A trip to the beach is a wonderful way to spend time together as a family. From building sandcastles to splashing in the shallows, there's so much fun to be had on the sand and in the sea. But before you pitch up your parasol, it's important to make sure that both you and your children are safe beside the seaside. 

From finding lifeguarded beaches and understanding the different flags to choosing a good meeting place, we've outlined our top five tips for keeping you and your little ones safe at the beach.

4 Jun 2024

1. Check for lifeguards

Before you set off on your much-anticipated trip to the beach, it is advisable to check whether it's patrolled by a lifeguard. If you're holidaying in the UK, you can plan ahead and check using this handy tool from the Royal National Lifeboat Institution. Lifeguards will only be on duty for certain hours of the day, so make sure to time your trip to coincide with their shifts. If you end up on a beach that isn't patrolled, then you should establish your own family rules and boundaries. One parent should do an inital sweep of the area and the water, and identify any points of concern and then clearly relay this to the whole family on return. 

2. Know your flags

When enjoying a day out at a lifeguardec beach, you will see flags and signs that are designed to tell you how safe the water is and indicate any potential hazards. Make sure you do your research ahead of time; you could even turn this into a fun game and test the whole family when you get there (the prize of an ice cream for any correct answers will go down a treat!). Keep in mind that flags look different in some countries and regions.

 

As a guide, for UK beaches, see our quick reference guide below:

Red and yellow: This beach flag indicates that the area is a lifeguard-patrolled swimming zone or that a lifeguard is on duty. Between these flags is the safest place to swim and bodyboard. 
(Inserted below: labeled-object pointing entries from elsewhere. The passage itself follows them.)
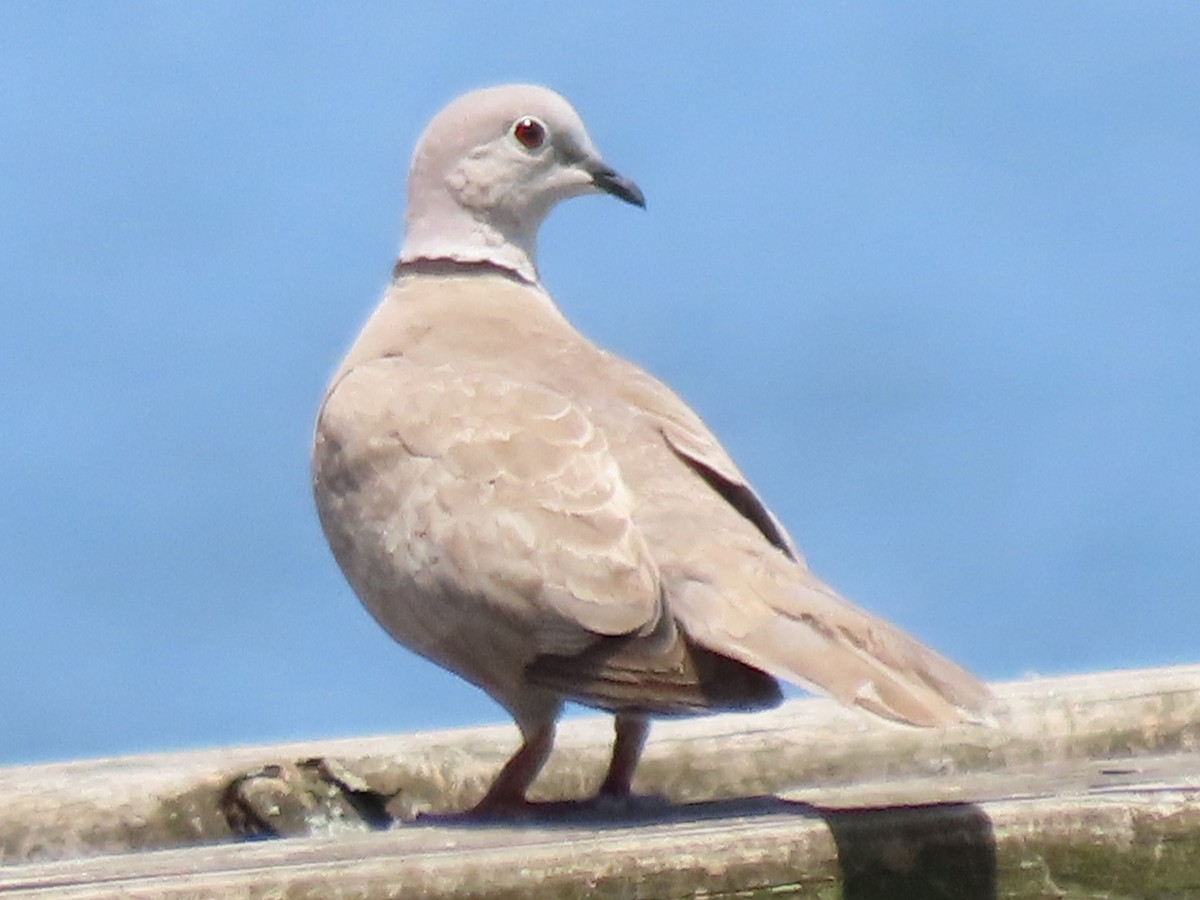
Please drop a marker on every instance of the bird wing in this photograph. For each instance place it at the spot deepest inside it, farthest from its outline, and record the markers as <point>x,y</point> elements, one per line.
<point>748,594</point>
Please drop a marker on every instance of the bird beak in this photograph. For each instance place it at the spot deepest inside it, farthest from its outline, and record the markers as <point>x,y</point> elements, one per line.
<point>616,184</point>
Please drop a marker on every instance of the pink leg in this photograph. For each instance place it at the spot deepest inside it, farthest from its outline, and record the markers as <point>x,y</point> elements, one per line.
<point>627,750</point>
<point>508,791</point>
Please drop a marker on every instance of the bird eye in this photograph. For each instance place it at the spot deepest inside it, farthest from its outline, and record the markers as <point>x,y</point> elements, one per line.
<point>529,132</point>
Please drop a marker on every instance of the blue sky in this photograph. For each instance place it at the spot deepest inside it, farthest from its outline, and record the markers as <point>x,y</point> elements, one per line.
<point>933,273</point>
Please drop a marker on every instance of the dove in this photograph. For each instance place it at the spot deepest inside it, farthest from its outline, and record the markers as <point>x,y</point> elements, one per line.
<point>544,517</point>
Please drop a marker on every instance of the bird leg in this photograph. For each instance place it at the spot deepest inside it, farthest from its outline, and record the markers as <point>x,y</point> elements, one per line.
<point>508,791</point>
<point>627,750</point>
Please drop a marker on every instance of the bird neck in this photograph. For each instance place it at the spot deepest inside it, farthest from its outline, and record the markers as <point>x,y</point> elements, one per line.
<point>438,227</point>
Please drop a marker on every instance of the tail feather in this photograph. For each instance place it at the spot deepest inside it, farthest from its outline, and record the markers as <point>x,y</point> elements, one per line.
<point>805,634</point>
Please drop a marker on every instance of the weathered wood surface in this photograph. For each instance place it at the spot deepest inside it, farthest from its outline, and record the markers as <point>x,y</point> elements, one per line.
<point>1086,787</point>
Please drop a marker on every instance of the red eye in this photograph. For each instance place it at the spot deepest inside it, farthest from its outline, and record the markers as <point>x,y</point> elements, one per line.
<point>529,132</point>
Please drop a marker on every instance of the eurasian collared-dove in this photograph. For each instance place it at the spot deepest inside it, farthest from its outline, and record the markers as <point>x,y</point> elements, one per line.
<point>546,520</point>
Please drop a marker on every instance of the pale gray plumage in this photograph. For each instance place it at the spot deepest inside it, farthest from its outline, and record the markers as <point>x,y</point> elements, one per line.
<point>547,520</point>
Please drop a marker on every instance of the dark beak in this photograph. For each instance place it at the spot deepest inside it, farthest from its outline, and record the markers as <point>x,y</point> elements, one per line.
<point>617,185</point>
Black and white chequered: These flags indicate an area used for surfers, paddleboarders and other sea sports that don’t involve engines. It is not safe to swim or bodyboard in this area.
 

Red: When you see this flag flying at the beach, it means that it is too dangerous to enter the water. Keep yourself safe and stay back from the sea.

Orange windsock: This distinctive flag shows that there are strong wind conditions and therefore no inflatables are allowed on the water and exercise caution when entering the sea.

3. Check the tide times

Depending on your location and the time of year, the tide can come in surprisingly fast and at different heights, often taking beachgoers by surprise. Be as prepared as you can be by checking the information boards when you arrive at the beach. This will allow you to decide on the best place to set up and how long you have got to enjoy the beach before the tide sweeps in. Being aware of the tide timings can prevent several rescues from taking place each year.

4. Establish a meeting point

The beach can be a busy place, particularly during school holidays and in sunny weather. It is always important to have a conversation with your children before you go to the beach about staying together and not wandering off out of sight. Once you arrive on the beach, agree on a meeting point, such as the lifeguard station, in case you become separated. Some beaches even offer a children’s safety scheme, using wristbands or tickets, which is a great option to take advantage of if it's available.

5. Find a spot with shade close by

Sun-soaked beaches sound inviting, but if they don't offer shade, then you'll have hot, unhappy children to contend with. Plan ahead to make sure you take items with you that provide your family with the shade you need. Beach tents and sun umbrellas are great items to take with you — tents are our favourite as they are lightweight and easy to put up and fold away, making them the perfect beach accessory. Dressing kids in sun-protective clothing and encouraging them to wear a sun hat will also help to keep them safe from the sun’s harmful rays.